Our prevalence data for children are consistent with previous reports that the annual incidence of ITP in children is greater among children younger than age 10 years than among children 10 years and older.(20;25) The predominance of women among patients age 20–39 years is similar to the increased relative frequency of other autoimmune disorders such as systemic lupus erythematosus in young women.(26) The progressively increasing prevalence among older people and a greater prevalence of men relative to women among people 60 years and older is notable.

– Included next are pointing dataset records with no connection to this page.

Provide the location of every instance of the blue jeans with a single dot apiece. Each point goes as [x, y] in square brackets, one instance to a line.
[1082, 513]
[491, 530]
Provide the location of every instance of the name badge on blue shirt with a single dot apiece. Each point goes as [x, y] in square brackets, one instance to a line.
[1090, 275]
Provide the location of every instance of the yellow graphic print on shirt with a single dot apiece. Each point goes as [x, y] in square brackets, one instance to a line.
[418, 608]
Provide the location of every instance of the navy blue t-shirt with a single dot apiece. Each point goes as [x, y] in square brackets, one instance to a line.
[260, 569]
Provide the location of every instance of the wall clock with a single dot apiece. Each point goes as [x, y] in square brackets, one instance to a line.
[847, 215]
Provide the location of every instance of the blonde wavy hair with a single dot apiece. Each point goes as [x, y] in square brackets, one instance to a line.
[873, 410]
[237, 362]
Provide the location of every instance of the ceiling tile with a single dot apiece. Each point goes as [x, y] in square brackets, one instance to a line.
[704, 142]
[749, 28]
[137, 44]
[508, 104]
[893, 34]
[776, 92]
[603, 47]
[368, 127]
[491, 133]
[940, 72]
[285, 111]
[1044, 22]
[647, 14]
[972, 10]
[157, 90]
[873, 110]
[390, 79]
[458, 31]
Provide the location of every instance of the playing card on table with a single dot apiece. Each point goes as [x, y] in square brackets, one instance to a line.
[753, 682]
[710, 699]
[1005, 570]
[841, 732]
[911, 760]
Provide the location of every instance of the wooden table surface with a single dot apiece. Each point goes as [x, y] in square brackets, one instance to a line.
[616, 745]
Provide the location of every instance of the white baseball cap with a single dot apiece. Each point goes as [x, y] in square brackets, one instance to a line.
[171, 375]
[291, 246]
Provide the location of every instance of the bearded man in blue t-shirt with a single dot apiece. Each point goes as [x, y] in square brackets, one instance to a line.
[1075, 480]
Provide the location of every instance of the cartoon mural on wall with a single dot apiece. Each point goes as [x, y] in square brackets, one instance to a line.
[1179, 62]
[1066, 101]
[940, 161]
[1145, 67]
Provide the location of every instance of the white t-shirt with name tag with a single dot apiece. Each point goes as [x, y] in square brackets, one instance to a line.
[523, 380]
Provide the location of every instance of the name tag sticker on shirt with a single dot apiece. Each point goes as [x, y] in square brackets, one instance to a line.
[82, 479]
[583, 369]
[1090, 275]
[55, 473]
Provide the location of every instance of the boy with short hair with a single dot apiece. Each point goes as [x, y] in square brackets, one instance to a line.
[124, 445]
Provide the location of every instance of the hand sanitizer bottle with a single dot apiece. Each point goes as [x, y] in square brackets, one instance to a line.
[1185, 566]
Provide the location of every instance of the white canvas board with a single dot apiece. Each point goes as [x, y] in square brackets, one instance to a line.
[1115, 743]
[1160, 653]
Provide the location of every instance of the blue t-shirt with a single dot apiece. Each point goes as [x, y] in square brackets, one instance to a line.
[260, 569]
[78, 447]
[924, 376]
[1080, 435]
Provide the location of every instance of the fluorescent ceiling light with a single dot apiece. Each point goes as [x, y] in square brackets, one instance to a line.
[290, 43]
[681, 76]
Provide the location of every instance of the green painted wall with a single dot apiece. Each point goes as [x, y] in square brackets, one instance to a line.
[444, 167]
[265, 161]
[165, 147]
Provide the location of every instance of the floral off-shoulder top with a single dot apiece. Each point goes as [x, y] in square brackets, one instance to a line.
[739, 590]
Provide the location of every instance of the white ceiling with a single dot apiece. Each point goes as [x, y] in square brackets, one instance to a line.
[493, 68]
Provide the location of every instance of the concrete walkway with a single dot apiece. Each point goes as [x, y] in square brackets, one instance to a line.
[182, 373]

Segal and Powe(17) and Bennett, et al.(18) also described increased prevalence among older adults. The increased prevalence of ITP among older people is consistent with previous reports that the annual incidence of ITP is greatest among the oldest age cohorts;(5;13;27) in one of these reports the increased incidence among older males was also described.(13)
A limitation of this study was that not all hematology offices across the state were able to provide data for the entire time 10-year time period. However estimates derived for different time periods maximized the use of the available data. The two-year prevalence estimates represented 94% of the state’s hematologists. However, the two-year estimate is a conservative estimate of prevalence because some ITP patients may not visit a hematologist within a two-year period. This study also required diagnosis of ITP by a hematologist, a requirement that could limit the comparability of our results to previous studies. However the requirement for diagnosis by a hematologist reflects the current referral practice in Oklahoma. A survey of primary care providers in the Oklahoma Practice-based Research Network documented that 75% of respondents were ‘likely’ to send a patient with moderate thrombocytopenia (platelet count 30,000/μL) to a hematologist for further evaluation and management. The likelihood of referral increased to 85% when the moderate thrombocytopenia was associated with mild bleeding symptoms (petechiae) and to 92% when the patient presented with severe thrombocytopenia (platelet count 10,000/μL).(28) Some hematology offices may focus more on oncology rather than benign hematology which could raise concern in potential differences in diagnostic coding between groups.
In summary, our prevalence estimates are generalizable beyond privately insured persons and not limited by age. The generalizability of our data is supported by the similarity of our estimates to estimates previously reported from Maryland.(17) This study also provides the best current estimates of the age and gender distribution of ITP throughout the population. These data will be important to assess the population burden of ITP.
This project supported in part by the Utay Family Blood Research Fund. Dr. Terrell is partially supported by NIH 1U01HL72283-09S1.
The authors have no conflicts of interest with the data or subject of this manuscript.